Vu le décret gouvernemental n°2016-1098 du 15 août 2016 fixant l’organisation et les modalités de fonctionnement de la Commission Tunisienne des Analyses Financières,

Vu la décision de la Commission Tunisienne des Analyses Financières n° 2017-01 du 2 mars 2017 portant principes directeurs relatifs à la déclaration des opérations et transactions suspectes,

Vu la décision de la Commission Tunisienne des Analyses Financières n°2017-02 du 2 mars 2017 portant principes directeurs aux professions financières sur la détection et la déclaration des opérations et transactions suspectes,

 Et après délibération,

 Décide :

 Article premier – Les assujettis à l’obligation de la déclaration de soupçon mentionnés à l’article 107 de la loi organique n°2015-26 relative à la lutte contre le terrorisme et à la répression du  blanchiment d’argent doivent prendre les mesures raisonnables conformément aux dispositions de l’article 108 de ladite loi organique pour vérifier l’identité du bénéficiaire effectif notamment en consultant des informations ou données pertinentes obtenues de source fiable, de sorte qu’ils ont l’assurance d’avoir bien identifié le bénéficiaire effectif.

Ces mesures sont prises lorsque :

  • elles nouent des relations d’affaires ;
  • elles effectuent des transactions occasionnelles dont la valeur est supérieure ou égale à 10.000 dinars ou qui comprennent des virements électroniques ;
  • il y a suspicion de blanchiment d’argent ou de financement du terrorisme ;
  • il y a suspicion quant à la véracité ou à la pertinence des données d’identification du client ou à l’authenticité des données et des documents afférents à la transaction ou l’opération à exécuter.

 La vérification de l’identité du bénéficiaire effectif s’applique aux opérations réalisées par les bureaux de change mentionnées à l’article premier de la décision n°2017-02 du 2 mars 2017 de la Commission Tunisienne des Analyses Financières portant principes directeurs aux professions financières sur la détection et la déclaration des opérations et transactions suspectes.

Art. 2 – Les assujettis doivent mettre en place une procédure d’identification des bénéficiaires effectifs qui consiste à relever les noms et prénoms, dates et lieux de naissance des personnes physiques concernées.

Cette identification doit s’effectuer selon des moyens adaptés tels que la déclaration écrite du client dans le formulaire « connaître votre client- KYC » ou les bases de données relatives aux sociétés, personnes morales et constructions juridiques.

Art. 3 – Les assujettis sont tenus conformément aux articles 108 et 109 de la loi organique n°2015-26 de mettre à jour les éléments d’identification des bénéficiaires effectifs et de procéder de nouveau à l’identification de ces personnes lorsqu’ils ont de bonnes raisons de penser que leur identité et les éléments d’identification précédemment obtenus ne sont plus exacts ou pertinents, par exemple du fait d’un changement d’actionnaire majoritaire au sein d’une société.

Les assujettis doivent mettre toutes les informations et données relatives aux bénéficiaires effectifs à la disposition des autorités de contrôle et de la Commission Tunisienne des Analyses Financières, à leur demande.

Art. 4 – Les présents principes directeurs précisent ce qui suit pour la bonne exécution des articles 1, 2 et 3 :

  • le bénéficiaire effectif est une personne physique.
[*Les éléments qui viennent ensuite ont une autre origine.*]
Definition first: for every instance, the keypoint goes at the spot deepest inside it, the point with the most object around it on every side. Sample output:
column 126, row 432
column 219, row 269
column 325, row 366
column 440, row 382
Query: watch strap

Il n’est pas nécessairement le bénéficiaire déclaré de l’opération ou la transaction.  Il importe de distinguer clairement ces deux notions. - le bénéficiaire effectif n’est pas nécessairement le client, que ce dernier soit une personne physique, une personne morale ou une construction juridique.
  • le bénéficiaire effectif et le bénéficiaire peuvent être, dans certains cas, une seule et même personne, par exemple lorsque le bénéficiaire effectif d’un client donneur d’ordre d’un virement en est aussi le destinataire.
  • Une relation d’affaires, une opération ou une transaction, avec un client occasionnel peut dissimuler un ou plusieurs bénéficiaires effectifs.
  • Certaines relations d’affaires ou opérations réalisées avec des clients occasionnels, font ressortir que le bénéficiaire et le bénéficiaire effectif ne sont pas distincts. 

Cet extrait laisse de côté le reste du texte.